The Secret Trick To Perfectly Cooked Black-Eyed Peas

Black-eyed peas are a quintessential southern food. While they are enjoyed year-round by plenty of people, the peas are a crucial part of a traditional New Year's Day meal. An old tradition from the Southern United States holds that serving black-eyed peas on New Year's Day brings good luck in the year ahead, says Trip Savvy. According to All Recipes, the dish actually represents money. The black-eyed peas are said to be coins, while the greens or collards, should you include them, are cash. Another interpretation is that as the beans swell, so will your luck.

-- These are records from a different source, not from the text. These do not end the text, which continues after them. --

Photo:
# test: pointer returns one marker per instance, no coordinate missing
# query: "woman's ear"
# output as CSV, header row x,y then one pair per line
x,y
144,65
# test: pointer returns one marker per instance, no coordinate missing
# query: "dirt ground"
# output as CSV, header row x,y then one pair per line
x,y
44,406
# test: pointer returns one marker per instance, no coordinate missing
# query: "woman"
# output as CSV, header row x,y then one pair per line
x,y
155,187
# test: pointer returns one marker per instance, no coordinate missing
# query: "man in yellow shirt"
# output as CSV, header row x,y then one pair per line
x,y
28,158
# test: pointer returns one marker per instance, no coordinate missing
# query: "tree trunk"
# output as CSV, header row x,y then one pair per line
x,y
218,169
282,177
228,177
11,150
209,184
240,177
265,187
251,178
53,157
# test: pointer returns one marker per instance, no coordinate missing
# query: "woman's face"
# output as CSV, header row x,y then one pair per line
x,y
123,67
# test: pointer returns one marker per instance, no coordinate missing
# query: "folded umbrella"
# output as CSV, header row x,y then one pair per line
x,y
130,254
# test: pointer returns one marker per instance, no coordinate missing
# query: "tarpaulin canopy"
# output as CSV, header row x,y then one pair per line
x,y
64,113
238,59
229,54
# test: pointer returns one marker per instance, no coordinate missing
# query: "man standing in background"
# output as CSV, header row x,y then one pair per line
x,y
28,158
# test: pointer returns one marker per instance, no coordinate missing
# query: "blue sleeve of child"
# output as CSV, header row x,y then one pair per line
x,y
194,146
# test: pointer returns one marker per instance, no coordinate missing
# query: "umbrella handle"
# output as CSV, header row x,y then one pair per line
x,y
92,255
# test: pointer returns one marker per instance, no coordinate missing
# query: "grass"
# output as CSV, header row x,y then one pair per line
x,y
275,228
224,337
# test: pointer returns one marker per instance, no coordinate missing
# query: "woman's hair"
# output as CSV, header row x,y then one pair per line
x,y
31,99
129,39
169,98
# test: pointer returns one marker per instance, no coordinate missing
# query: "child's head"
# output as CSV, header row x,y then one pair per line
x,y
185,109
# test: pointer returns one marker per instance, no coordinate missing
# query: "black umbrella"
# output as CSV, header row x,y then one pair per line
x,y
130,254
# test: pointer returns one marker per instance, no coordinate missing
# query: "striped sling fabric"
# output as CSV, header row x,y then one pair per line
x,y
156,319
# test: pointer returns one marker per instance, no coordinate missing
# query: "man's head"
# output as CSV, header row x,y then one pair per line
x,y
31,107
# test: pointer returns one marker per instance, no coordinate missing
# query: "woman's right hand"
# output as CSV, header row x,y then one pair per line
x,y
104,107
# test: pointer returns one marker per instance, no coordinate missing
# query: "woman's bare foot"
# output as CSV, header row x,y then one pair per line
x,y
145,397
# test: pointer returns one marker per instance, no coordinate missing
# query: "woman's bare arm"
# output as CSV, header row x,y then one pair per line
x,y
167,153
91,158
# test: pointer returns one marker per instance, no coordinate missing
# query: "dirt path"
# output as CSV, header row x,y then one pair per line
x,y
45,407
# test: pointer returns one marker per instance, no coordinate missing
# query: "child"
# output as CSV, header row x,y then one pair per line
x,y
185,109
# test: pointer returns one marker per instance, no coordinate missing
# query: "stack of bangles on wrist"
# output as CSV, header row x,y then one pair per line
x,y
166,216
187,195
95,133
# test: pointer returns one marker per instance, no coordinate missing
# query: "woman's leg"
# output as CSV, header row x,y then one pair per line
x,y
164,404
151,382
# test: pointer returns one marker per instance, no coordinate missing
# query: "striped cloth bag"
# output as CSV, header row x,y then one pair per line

Whether you hope that eating a healthy helping of the peas will bring you good luck and prosperity in the new year or not, they do make a delicious dish that's surprisingly flavorful, thanks to all of the seasonings that go into it. Fortunately, the dish is not only tasty, but also fairly easy to prepare. But as with many recipes that are beautiful in their simplicity, to make the dish and get it just right, you might want to make sure you have a few tricks to lean on.

One of the biggest mistakes you can make with black-eyed peas is overcooking them to the point that they are complete mush. Black-eyed peas should be tender, yet still have a slight crunch or snap when you chew them.

Taste test to make sure they don't overcook

That's why it is important to taste test them as they cook, though you can also mash them against the side of the pot with a spoon to see how tender they are. The Add a Pinch website, which calls them a "Southern Classic dish," advises cooking them until they're "fork tender."

You can use canned black-eyed peas, which cook faster since you don't have to soak them. It's also possible to cook dried black-eyed peas without soaking them first if you plan to use something like an Instant Pot, pressure cooker, or slow cooker. Otherwise, dried black-eyed peas that are cooked on the stovetop, which is the traditional method, need to be soaked first. Add a Pinch suggests either soaking them overnight, uncovered, in your stock pot, with enough water to cover the peas, plus about two inches more. If you're in a hurry, bring them to a boil for about two minutes, then remove and drain.

After being soaked, the peas only need to cook for 35 minutes to an hour. As they cook, be sure to test them and keep a close eye on them after 35 minutes have passed. This will allow you to take them up as soon as they are tender enough and before they break down too much. That way you'll end up with perfectly cooked peas.